The three finalists for the BBC Young Musician contest say they have chosen “tricky” pieces for Sunday’s showdown.
Saxophonist Jess Gillam, cellist Sheku Kanneh-Mason and horn player Ben Goldscheider will each perform a concerto of their choice, accompanied by the BBC Symphony Orchestra.
All three have been mentored by former winner Nicola Benedetti.
Now in its 38th year, the Young Musician competition is one of the most prestigious awards for amateur players.
The finalists have made it through four stages to play at the Barbican on Sunday night, from regional auditions to last week’s semi-finals.
We caught up with the teenagers as they rehearsed with conductor Mark Wigglesworth at the BBC’s Maida Vale studios on Thursday afternoon.
The grand final will be broadcast from 19:00 BST on BBC Four and BBC Radio 3 this Sunday, 15 May.
JESS GILLAM – Saxophone
Seventeen-year-old Jess Gillam has been playing saxophone for 10 years, and was a finalist in the woodwind category at the previous BBC Young Musician competition, in 2014.
Born and raised in Ulverston, Cumbria, she was recently awarded Musician of the Year at the Cumbria Culture Awards, and has played with Jools Holland’s Rhythm and Blues orchestra.
Currently studying at the Royal Northern College of Music, she runs a music festival in her spare time, bringing international names like Courtney Pine, Snake Davis and Tommy Smith to her home town.
“Music is about taking influences from as many places as you can, then finding the thing that connects with you,” she says.
SHEKU KANNEH-MASON – Cello
Inspired by Jaqueline du Pre, Sheku Kanneh-Mason first picked up a cello aged six. Three years later, he completed his Grade 8 exam, gaining the highest marks in the country that year.
Now aged 17, he studies at the Royal Academy of Music, while still attending classes at Trinity Catholic Comprehensive School in his hometown, Nottingham.
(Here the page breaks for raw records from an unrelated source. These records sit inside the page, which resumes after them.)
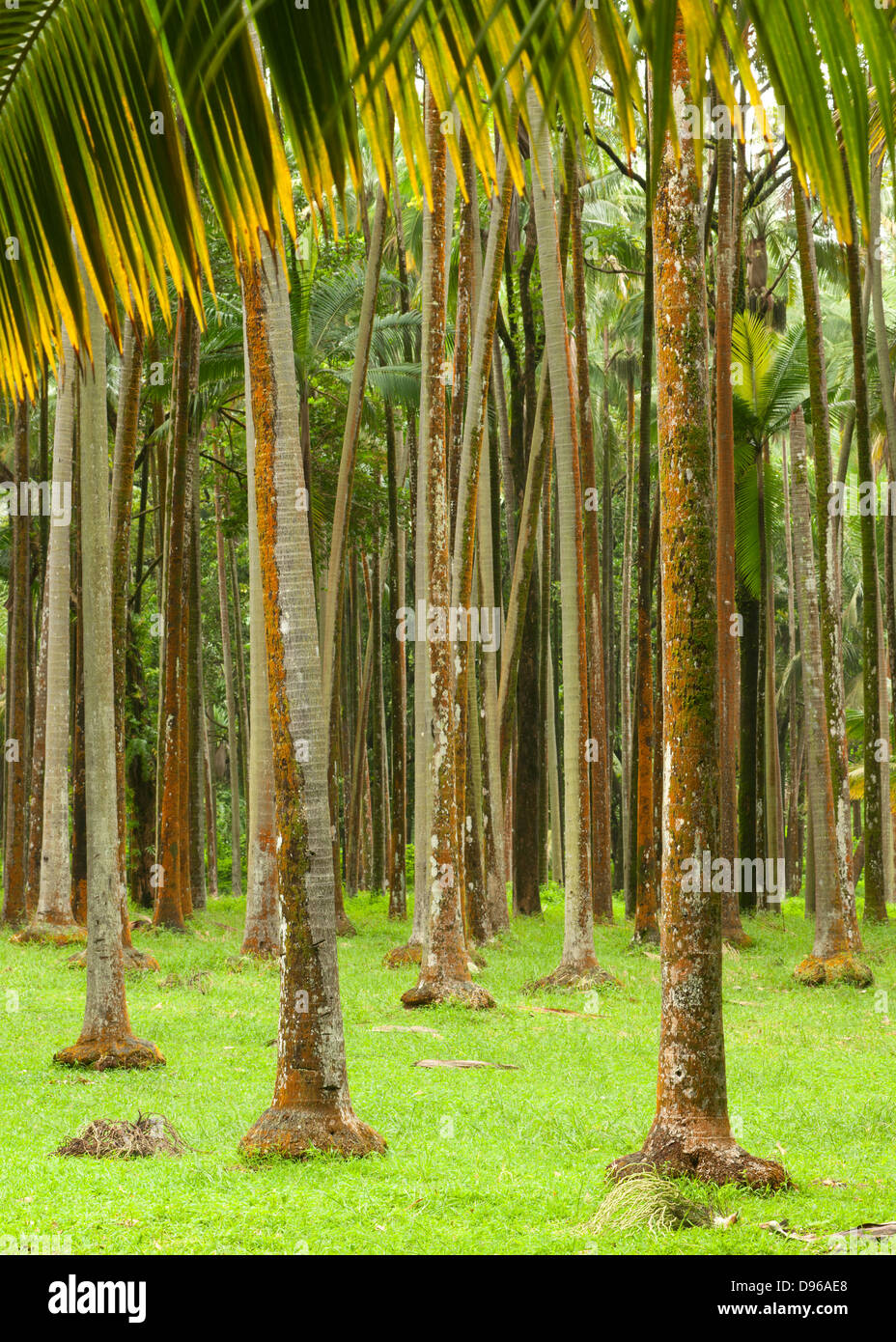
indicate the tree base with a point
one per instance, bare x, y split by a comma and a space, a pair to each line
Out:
575, 977
455, 992
402, 956
100, 1055
298, 1132
711, 1160
55, 935
836, 969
An in-demand performer, the cellist plays with the Chineke! Professional Orchestra, the Junior Royal Academy Symphony Orchestra and the Ash String Trio.
“It’s always rewarding,” he says. “I love the deep sounds it can make, in contrast with the high, wailing sounds.”
BEN GOLDSCHEIDER – Horn
As the oldest contestant, 18-year-old Ben Goldscheider is taking a break from his A-level studies to prepare for the Young Musician final.
He began playing nine years ago, and since the age of 11, has been studying with Susan Dent at the Royal College of Music Junior Department.
Currently the principal horn of the National Youth Orchestra of Great Britain, he says his real passion is solo and chamber music – and he is keen to promote and expand his instrument’s repertoire.
“I don’t know what my influences are,” he says. “I’ve always kind of done things myself.”